A letter to my friend – cynicism
At the outset, let me confess the ‘dear’ in the salutation was used only as a regular convention used in all letters and I feel no ‘dearness’ to you in any form or fashion.
Now that we have made that clear, let me reminisce on how and when you entered my life. Ah yes, now I remember, back in early 2003 when I was, as the saying goes, left high and dry by my former employer and went from being gainfully employed to being unemployed in a gap of around 8 odd hrs, that was when I realized who my true friends were.
All the ‘good times’ that I had spent with my friends were forgotten and pretty soon I was akin to a pariah, an untouchable, a non-entity who nobody wanted to talk to. That was when I realized that most of my so-called friendships were built around the fact that I was working where I was and I was studying what I was rather than for the person I really was. That was when I realized that hardly anybody really cared for me as a person, and those were the days when I truly figured out who my friends were. That was when you made your debut appearance in my life.
The whole of 2003 and the first few months of 2004 were when you made your presence felt in a big way. I was all of 23 yrs old, of prime employable age, a phase in life when I was expected to be finding my feet in the corporate world and laying the foundations for a future career. But there I was, unemployed and trying to figure out what it was that I wanted to do with the rest of my life. All the plans that I had laid out for myself got thrown out of the window in a day’s time. And you, my friend, were my constant companion in those few months.
Little by little, you started making your appearance in everything I did, ranging from enrolling in CAT coaching classes to applying to multiple B-Schools, you were always there. And your constant refrain – You, Jairam, are not going to succeed in any of your endeavors. You might as well quit trying and settle down for something easy, something mediocre kept echoing in my head day and night.

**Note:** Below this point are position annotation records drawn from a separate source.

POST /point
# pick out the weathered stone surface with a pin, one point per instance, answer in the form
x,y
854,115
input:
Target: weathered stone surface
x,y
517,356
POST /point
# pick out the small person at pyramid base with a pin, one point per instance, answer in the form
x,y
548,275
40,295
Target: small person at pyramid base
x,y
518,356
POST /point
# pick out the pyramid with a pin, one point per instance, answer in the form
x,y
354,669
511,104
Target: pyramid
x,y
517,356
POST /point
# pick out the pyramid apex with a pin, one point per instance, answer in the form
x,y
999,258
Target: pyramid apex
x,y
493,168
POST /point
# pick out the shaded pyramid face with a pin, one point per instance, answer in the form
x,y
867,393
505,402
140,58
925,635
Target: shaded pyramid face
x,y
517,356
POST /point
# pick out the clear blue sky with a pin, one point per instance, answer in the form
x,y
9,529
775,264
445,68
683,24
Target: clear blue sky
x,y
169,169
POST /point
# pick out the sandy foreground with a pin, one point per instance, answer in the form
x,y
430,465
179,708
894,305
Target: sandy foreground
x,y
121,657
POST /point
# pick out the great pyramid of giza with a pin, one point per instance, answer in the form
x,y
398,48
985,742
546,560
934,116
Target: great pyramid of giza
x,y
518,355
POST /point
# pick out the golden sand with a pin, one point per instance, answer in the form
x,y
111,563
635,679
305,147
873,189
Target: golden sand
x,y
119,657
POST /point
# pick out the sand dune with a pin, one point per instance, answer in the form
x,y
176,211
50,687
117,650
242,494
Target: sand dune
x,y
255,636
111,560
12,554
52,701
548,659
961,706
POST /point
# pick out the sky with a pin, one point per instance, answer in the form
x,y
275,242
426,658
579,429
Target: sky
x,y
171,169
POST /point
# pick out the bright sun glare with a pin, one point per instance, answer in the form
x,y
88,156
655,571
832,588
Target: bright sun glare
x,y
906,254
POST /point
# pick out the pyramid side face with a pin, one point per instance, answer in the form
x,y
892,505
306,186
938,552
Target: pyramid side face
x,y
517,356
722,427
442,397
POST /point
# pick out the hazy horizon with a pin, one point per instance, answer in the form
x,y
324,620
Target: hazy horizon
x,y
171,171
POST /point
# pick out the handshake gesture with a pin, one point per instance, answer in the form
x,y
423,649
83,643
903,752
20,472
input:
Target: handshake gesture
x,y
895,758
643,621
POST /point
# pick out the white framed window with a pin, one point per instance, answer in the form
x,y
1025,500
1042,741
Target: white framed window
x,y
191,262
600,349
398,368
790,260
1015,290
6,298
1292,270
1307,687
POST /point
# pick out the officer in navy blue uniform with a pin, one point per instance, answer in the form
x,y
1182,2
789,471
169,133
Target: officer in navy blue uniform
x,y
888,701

It took me more than a little effort to keep myself motivated and confident enough in my abilities to write all those B-School entrance exams that year and prepare for the Group Discussions and Personal Interviews. I had to shut my ears, heart and mind to your constant whining and reminding me of all my previous failures. I had to convince myself that I still had it in me to give it my best shot irrespective of how it would all end up, and you didn’t make things easier.
Despite your best efforts to the contrary, I managed to get into a decent B-School, but you insisted on following me there as well. Every single day of the 22 months there, you plagued me with your doubts as to whether I deserved to be there, whether I would end up making good of the opportunities provided to me there. It did take quite a bit of effort from me to shut you out of my mind and do the best I could there.
The eight odd years since April 2006 when I passed out, you have been pretty quiet, haven’t you? I guess a combination of things such as the fact that I had too much of work-related activities to think about and married life and parenting managed to keep you out of my mind for most part of the last decade. But you don’t give up, do you?
Ever since I started serious blogging, and more so since I started writing fictional pieces in the form of short stories and novellas, you pop up every so often and laugh at me. In your estimation, all my fictional pieces are sub-par and are hardly read by anybody, let alone appreciated.
But, let me tell you something, my friend, cynicism. Today I couldn’t care less about what you or anybody else thinks of my writing. Today I have reached a stage where I write just for the sheer joy that the process of writing brings me. I write for the wonderful exercise it provides for my otherwise boring grey cells. I bring to life characters I see in movies, in real life, situations out of books, movies, real life incidents and that, my friend, gives me more joy than most other things today do.
So what if my posts attract very few comments. The fact that these comments are from readers who read the whole story, understand the nuances and layers in the story, and question the motives of the protagonists, mean that there are more than a few people who actually read and probably even enjoy my brand of fiction, if I can call it that.
I guess it is time that I bid you a farewell and bring down the curtains on our friendship. You have been a constant companion for almost a decade now and I think I have had enough of you in my life. I know that you are persistent and will not go away so soon or so easily, but I have to start somewhere, don’t I. And this letter will be that all important first step that I take in this direction.